As letras, re-versas no tempo, vão redijindo no espaço imaginário da página de agenda, o saber que há vida amanhã, a pena oscila vagamente sem que a mão haja influenciado, influído neste gesto. Seja de que maneira for, é preciso continuar a vida, e esta só refulge suas luzes e cores, se redigida, se tira o mundo ao mundo com a redação vinda diretamente do invisível, do incognoscível, da alma além de suas con-tingências. Tudo ou sobra ou fica pouco demais, e eu olho de esguelha para as coisas que me cercam, o cinzeiro cheio, o maço de cigarros sobre a escrivaninha ou uma taça de vinho, um copo de cerveja geladinha por vezes abro-lhe a gaveta, fixo as coisas sem nada fixar, nada procuro, nada quero de dentro delas, molduras de pinturas suspensas na parede, a luz acesa, as sombras e a claridade em torno da lâmpada.

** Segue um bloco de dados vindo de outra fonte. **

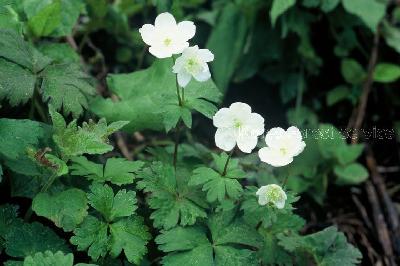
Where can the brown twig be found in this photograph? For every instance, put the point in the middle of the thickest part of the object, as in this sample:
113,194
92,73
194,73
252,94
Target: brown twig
367,87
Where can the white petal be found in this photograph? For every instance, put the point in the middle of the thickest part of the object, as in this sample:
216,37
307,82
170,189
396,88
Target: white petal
246,142
223,118
240,108
294,133
274,137
165,21
147,31
297,149
274,157
280,204
262,200
256,123
186,29
160,51
183,78
224,139
204,75
206,55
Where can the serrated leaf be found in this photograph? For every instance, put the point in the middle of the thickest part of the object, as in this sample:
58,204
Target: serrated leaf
142,99
190,245
16,83
174,203
66,86
66,209
328,247
112,206
92,235
386,72
91,138
279,7
28,239
370,12
45,20
118,171
49,258
351,174
131,236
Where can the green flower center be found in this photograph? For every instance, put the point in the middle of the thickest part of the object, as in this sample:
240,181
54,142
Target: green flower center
167,41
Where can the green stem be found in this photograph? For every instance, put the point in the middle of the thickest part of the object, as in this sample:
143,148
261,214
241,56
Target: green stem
46,186
227,162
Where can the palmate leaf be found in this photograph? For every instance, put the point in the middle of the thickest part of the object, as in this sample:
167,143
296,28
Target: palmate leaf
229,243
66,86
91,138
112,206
120,230
328,248
219,186
118,171
173,201
28,239
147,104
66,209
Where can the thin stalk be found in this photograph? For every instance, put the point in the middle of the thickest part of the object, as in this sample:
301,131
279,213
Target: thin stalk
227,162
46,186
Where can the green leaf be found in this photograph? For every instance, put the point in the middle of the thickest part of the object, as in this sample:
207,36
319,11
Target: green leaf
226,41
337,94
371,12
352,174
328,247
173,201
228,245
91,138
92,235
66,86
28,239
352,71
49,258
46,20
131,236
118,171
142,99
279,7
386,72
16,83
128,234
391,35
66,209
102,198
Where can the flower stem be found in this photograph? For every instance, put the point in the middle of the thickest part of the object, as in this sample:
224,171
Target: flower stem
227,162
46,186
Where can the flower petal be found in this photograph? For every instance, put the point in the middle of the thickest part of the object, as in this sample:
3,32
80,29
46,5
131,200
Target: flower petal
246,142
274,157
148,33
223,118
186,30
224,139
206,55
165,20
274,137
203,75
183,78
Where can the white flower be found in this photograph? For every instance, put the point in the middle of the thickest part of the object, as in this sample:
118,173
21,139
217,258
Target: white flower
271,194
193,62
282,146
237,125
166,37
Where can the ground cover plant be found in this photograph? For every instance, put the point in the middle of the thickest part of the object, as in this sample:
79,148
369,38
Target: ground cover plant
199,132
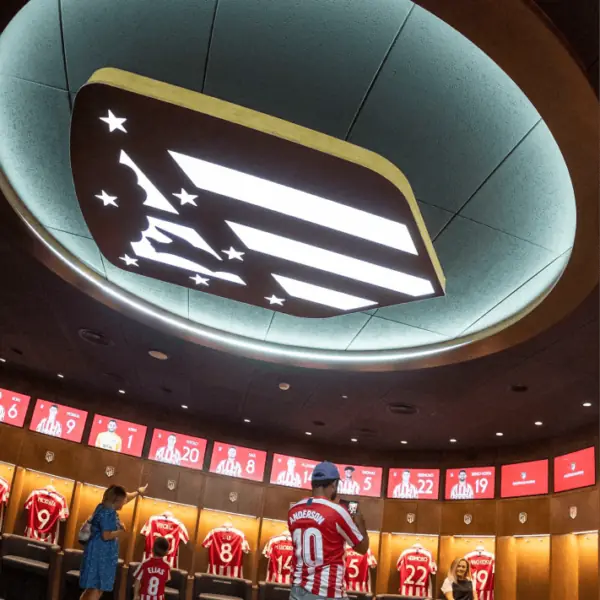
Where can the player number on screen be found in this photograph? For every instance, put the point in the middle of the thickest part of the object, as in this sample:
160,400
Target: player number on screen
420,572
481,485
191,454
153,584
226,554
425,486
43,518
311,542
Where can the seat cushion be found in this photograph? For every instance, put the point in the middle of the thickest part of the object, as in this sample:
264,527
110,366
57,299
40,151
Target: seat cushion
25,564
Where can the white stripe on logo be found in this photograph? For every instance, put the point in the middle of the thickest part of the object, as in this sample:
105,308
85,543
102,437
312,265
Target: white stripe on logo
294,203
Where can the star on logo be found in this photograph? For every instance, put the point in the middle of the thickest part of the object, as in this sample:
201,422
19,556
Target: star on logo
275,300
186,198
114,122
129,261
106,199
232,253
199,280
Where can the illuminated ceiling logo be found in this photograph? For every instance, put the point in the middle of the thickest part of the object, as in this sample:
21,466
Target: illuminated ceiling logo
191,190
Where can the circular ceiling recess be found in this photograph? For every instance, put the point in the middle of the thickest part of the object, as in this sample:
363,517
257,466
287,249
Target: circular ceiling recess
393,97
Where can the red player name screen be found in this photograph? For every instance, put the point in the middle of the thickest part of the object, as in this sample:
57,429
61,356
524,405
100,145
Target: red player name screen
177,449
59,421
414,484
360,481
524,479
118,436
575,470
474,483
237,461
292,471
13,407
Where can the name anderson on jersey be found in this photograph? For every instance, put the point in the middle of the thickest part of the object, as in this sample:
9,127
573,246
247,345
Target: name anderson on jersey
308,514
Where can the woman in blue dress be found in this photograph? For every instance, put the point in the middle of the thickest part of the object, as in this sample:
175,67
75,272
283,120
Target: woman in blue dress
101,554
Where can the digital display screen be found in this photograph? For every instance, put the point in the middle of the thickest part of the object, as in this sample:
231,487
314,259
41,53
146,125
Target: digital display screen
575,470
118,436
177,449
13,407
237,461
59,421
414,484
524,479
356,480
292,471
473,483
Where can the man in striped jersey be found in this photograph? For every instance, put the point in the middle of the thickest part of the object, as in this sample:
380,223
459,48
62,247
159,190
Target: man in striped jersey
320,528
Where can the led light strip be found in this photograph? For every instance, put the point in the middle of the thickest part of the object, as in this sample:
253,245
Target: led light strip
332,262
294,203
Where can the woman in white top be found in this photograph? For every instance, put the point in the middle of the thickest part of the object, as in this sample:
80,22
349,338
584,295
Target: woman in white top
459,585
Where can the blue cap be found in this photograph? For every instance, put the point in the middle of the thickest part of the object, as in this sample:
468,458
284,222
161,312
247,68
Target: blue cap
325,471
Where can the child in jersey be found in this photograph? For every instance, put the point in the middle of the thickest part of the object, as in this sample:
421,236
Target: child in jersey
152,575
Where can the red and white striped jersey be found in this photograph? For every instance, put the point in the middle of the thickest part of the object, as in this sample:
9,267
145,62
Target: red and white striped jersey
46,509
168,527
406,491
153,573
226,549
280,551
462,491
168,455
320,529
416,566
4,490
358,571
483,568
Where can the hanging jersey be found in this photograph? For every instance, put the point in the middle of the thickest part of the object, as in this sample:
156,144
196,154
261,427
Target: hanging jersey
416,566
153,573
229,467
348,486
358,571
289,479
462,491
406,491
320,529
168,455
49,427
226,549
109,441
483,568
168,527
279,550
46,509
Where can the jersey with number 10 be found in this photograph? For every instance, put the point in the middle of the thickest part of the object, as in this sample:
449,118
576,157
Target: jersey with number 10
279,550
483,568
320,529
416,566
226,548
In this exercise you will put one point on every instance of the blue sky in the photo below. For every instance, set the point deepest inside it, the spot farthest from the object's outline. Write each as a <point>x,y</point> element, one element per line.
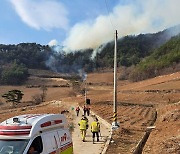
<point>79,24</point>
<point>14,30</point>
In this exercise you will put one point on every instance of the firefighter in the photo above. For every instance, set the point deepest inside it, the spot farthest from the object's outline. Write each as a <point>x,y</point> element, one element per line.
<point>95,129</point>
<point>83,126</point>
<point>77,110</point>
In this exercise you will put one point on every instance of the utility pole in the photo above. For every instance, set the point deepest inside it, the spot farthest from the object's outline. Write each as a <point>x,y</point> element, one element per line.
<point>115,123</point>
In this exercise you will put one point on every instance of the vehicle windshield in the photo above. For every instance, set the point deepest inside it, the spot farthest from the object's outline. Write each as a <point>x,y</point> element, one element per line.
<point>15,146</point>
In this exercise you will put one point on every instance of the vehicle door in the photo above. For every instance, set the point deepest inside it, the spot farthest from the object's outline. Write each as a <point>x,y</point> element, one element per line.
<point>51,142</point>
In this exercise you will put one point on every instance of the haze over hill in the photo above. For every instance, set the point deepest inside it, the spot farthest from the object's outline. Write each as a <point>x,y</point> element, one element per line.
<point>16,59</point>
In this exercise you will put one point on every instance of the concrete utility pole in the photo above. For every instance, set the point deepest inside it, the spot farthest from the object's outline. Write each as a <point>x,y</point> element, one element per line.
<point>115,124</point>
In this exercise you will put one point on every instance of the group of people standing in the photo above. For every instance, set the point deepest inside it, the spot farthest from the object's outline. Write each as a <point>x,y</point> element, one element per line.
<point>86,110</point>
<point>84,124</point>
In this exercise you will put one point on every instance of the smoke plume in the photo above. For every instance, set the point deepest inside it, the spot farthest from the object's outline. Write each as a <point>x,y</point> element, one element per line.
<point>133,17</point>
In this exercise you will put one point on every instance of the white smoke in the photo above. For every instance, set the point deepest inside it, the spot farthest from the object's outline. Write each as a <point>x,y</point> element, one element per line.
<point>134,17</point>
<point>53,43</point>
<point>42,14</point>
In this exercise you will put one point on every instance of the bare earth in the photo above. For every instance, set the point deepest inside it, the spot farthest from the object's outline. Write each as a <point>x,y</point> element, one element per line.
<point>138,104</point>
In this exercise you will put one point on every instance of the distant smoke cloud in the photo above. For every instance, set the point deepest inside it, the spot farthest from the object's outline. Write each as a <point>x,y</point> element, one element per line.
<point>53,43</point>
<point>42,14</point>
<point>140,16</point>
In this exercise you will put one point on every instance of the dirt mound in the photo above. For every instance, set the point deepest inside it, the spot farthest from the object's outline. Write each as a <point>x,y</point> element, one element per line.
<point>171,146</point>
<point>171,116</point>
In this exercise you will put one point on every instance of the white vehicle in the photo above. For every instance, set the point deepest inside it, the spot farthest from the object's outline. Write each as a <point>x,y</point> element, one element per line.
<point>46,133</point>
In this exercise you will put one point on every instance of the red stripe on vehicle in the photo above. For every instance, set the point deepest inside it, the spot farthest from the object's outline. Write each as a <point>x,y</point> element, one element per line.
<point>66,147</point>
<point>46,124</point>
<point>14,127</point>
<point>11,133</point>
<point>57,121</point>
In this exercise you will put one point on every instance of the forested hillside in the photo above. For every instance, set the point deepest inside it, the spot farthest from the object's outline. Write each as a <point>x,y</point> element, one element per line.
<point>132,51</point>
<point>166,56</point>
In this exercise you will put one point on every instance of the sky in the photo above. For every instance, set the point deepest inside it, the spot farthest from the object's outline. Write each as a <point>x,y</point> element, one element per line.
<point>79,24</point>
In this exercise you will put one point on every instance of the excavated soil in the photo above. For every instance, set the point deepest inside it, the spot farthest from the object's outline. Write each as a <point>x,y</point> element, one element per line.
<point>137,106</point>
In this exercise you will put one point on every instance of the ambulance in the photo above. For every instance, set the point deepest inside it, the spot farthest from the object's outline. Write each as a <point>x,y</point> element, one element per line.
<point>46,133</point>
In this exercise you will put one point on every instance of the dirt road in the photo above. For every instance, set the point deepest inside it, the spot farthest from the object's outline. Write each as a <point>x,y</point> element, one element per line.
<point>88,147</point>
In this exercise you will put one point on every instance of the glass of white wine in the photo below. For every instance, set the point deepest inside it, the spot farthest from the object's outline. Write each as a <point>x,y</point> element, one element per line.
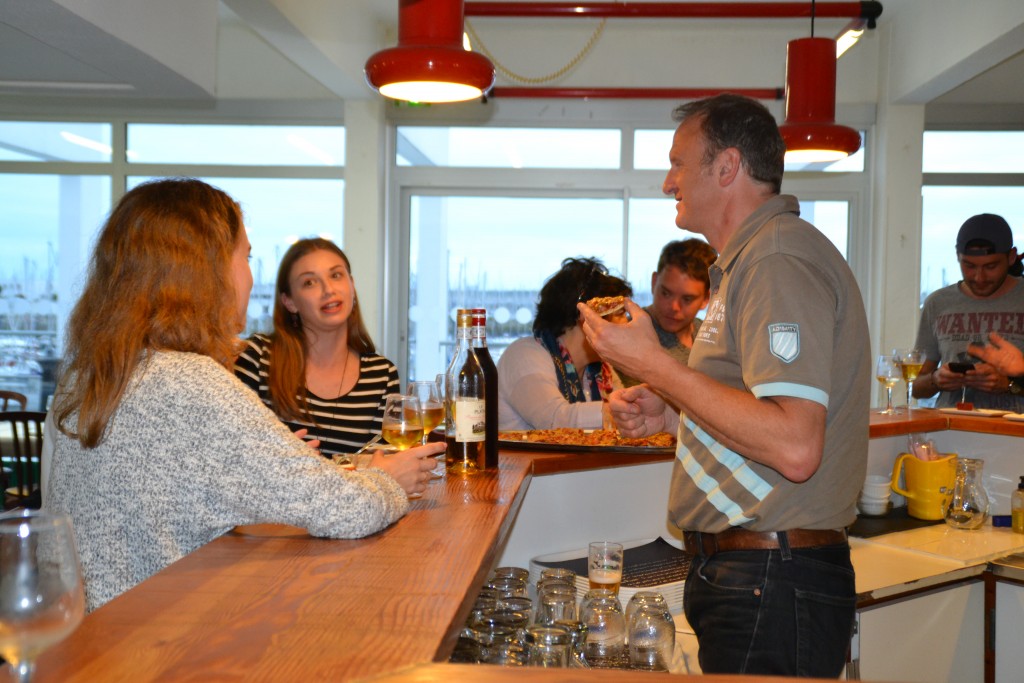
<point>888,372</point>
<point>430,404</point>
<point>42,599</point>
<point>910,361</point>
<point>402,424</point>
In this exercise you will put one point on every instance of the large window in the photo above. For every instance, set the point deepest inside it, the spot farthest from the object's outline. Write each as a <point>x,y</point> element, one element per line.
<point>488,214</point>
<point>967,173</point>
<point>58,180</point>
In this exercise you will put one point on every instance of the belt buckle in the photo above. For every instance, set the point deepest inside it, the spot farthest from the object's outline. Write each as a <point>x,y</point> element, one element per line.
<point>709,543</point>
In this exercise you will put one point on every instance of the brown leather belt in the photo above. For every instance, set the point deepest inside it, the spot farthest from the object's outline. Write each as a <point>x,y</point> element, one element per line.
<point>697,543</point>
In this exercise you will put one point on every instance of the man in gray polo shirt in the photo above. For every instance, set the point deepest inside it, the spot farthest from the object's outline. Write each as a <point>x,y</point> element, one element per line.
<point>988,299</point>
<point>774,406</point>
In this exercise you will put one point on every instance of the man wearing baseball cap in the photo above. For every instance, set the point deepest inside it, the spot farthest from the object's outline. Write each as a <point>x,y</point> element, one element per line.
<point>989,298</point>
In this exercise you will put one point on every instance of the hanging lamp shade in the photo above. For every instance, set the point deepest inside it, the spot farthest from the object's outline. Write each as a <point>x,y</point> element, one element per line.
<point>429,63</point>
<point>810,131</point>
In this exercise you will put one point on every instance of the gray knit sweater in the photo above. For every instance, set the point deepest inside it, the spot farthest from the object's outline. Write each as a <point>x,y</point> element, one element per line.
<point>188,454</point>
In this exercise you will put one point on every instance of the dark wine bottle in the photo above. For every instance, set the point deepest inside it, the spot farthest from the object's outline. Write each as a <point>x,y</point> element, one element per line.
<point>479,338</point>
<point>465,401</point>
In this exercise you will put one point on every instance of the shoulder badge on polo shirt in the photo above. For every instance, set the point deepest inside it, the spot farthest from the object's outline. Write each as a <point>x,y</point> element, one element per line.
<point>783,340</point>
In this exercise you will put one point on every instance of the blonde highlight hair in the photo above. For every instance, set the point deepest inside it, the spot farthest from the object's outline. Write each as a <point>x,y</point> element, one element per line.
<point>159,280</point>
<point>287,373</point>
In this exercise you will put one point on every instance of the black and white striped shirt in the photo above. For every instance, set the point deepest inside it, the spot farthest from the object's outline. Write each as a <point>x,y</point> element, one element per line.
<point>343,424</point>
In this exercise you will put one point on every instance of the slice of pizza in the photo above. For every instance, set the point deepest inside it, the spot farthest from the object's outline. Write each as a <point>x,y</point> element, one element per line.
<point>610,308</point>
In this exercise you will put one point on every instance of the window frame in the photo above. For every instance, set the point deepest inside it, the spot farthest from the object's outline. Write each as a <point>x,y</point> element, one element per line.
<point>404,181</point>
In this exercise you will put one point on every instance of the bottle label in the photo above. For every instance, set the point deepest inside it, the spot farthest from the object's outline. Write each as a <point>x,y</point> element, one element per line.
<point>470,420</point>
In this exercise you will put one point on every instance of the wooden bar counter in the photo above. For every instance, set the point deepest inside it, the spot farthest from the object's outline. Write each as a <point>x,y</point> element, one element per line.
<point>272,603</point>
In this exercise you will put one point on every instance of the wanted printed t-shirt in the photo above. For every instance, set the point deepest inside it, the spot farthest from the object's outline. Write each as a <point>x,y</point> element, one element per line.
<point>785,318</point>
<point>951,319</point>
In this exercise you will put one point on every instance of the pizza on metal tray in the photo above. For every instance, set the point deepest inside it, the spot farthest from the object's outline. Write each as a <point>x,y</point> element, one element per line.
<point>605,437</point>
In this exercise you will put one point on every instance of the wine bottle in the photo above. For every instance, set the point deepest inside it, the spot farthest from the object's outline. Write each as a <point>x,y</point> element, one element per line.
<point>465,403</point>
<point>479,338</point>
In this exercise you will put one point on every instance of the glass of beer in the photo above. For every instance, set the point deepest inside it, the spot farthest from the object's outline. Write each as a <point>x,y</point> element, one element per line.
<point>604,565</point>
<point>430,404</point>
<point>402,424</point>
<point>910,361</point>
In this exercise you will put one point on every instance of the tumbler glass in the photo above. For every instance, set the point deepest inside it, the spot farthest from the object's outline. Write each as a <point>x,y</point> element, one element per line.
<point>605,632</point>
<point>555,606</point>
<point>547,646</point>
<point>651,637</point>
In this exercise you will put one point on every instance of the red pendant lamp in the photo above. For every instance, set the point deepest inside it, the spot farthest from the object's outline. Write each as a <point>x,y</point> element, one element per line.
<point>429,63</point>
<point>810,131</point>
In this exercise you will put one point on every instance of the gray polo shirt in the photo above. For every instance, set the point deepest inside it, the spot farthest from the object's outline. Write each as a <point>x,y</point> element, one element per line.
<point>785,318</point>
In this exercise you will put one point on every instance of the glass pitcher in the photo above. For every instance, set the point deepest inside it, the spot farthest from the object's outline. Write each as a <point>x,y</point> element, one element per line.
<point>969,506</point>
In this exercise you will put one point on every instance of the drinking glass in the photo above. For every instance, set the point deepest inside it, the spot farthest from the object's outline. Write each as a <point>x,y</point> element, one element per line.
<point>888,372</point>
<point>402,425</point>
<point>604,566</point>
<point>430,404</point>
<point>41,595</point>
<point>910,360</point>
<point>605,632</point>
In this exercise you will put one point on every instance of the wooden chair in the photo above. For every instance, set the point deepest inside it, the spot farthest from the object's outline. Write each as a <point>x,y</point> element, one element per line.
<point>8,396</point>
<point>22,449</point>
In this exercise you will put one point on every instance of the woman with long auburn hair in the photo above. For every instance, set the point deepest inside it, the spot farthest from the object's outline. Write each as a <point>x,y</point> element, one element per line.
<point>158,447</point>
<point>318,370</point>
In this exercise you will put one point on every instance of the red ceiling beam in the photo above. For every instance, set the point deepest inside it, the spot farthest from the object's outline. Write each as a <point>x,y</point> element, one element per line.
<point>503,92</point>
<point>868,10</point>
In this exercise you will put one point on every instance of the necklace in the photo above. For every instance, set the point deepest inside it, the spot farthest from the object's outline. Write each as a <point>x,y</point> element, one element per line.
<point>344,372</point>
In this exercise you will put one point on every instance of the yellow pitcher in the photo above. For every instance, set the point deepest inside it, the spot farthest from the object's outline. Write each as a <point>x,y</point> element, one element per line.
<point>929,484</point>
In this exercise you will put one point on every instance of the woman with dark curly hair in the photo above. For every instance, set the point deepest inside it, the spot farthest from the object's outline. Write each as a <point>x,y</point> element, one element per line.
<point>555,378</point>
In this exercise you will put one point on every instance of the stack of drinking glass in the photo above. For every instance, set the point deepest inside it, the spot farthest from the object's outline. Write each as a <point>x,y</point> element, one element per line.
<point>509,627</point>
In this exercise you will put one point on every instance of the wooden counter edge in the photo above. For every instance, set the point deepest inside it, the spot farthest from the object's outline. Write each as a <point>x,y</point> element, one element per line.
<point>462,673</point>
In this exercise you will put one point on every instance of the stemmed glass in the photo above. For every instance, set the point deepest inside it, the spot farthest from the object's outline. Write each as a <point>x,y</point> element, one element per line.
<point>910,361</point>
<point>888,371</point>
<point>430,404</point>
<point>41,595</point>
<point>402,424</point>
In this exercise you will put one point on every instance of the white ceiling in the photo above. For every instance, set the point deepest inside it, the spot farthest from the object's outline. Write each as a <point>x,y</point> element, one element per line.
<point>201,52</point>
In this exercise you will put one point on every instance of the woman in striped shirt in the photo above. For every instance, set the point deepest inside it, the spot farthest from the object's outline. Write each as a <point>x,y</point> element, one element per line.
<point>318,370</point>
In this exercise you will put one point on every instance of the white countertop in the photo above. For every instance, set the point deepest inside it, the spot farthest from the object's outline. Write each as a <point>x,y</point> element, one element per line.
<point>892,563</point>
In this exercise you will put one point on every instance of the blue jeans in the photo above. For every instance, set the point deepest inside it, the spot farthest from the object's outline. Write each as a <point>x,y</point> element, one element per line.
<point>780,612</point>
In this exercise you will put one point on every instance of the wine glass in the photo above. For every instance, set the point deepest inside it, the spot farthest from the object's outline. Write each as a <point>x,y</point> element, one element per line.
<point>910,361</point>
<point>430,404</point>
<point>402,424</point>
<point>888,372</point>
<point>41,595</point>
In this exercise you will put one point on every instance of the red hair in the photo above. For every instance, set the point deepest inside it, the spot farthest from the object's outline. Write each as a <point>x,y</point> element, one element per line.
<point>159,280</point>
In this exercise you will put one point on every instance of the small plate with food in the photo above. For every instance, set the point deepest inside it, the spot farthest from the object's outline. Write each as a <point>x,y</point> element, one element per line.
<point>974,412</point>
<point>567,438</point>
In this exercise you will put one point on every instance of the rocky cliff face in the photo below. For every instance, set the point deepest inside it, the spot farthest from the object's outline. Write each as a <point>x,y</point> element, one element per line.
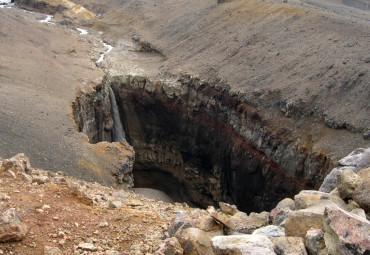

Ai de mim!... Ai de mim!... Não sei ser quotidiano, nítido, não sei ser prático, a prática única está nisto de redigir no espaço imaginário da página, com todo o esmero com artificiar letras góticas. Levanto-me da mesa, ando à toa pela casa, de cômodo em cômodo, uma razão para descansar, necessidade de me distrair, a inspiração é delicada, qualquer deslize ou ausência de atenção esvaece-se, é preciso, então, resgatá-la, e como é vaidosa em demasia pede afecto, carinho, afago. Toda forma não assume por ínfimos instantes o mesmo ser. A lucidez das imagens traz-me um silêncio cheio de vernáculos, e, curioso por saber onde habita este silêncio, em que sítio se encontram os vernáculos, são ausências de essências, de habitat, tão unicamente vida, e esta transcende o silêncio, os vernáculos. O sentimento de uma plen-itude de vida lega-me o ensejo de vislumbrar, e torna a voltar. O menor momento de vida é mais longo que os sentidos, os significados que em si trazem, redijo surpreso, encantado pelos verbos, pelas regências que banham suas bordas de tempos inestimáveis, longínquos, de conjugações de sensações e imaginações. Por onde o espírito, a alma passeiam, as ondas sensíveis voluteiam imensas e suaves.


A utopia vive a esperança de seu culto, de seu ritual. Crio a mim para envelar a minha ausência. Trago-me ao mais longínquo de mim, onde só a intuição é capaz de revelar-me.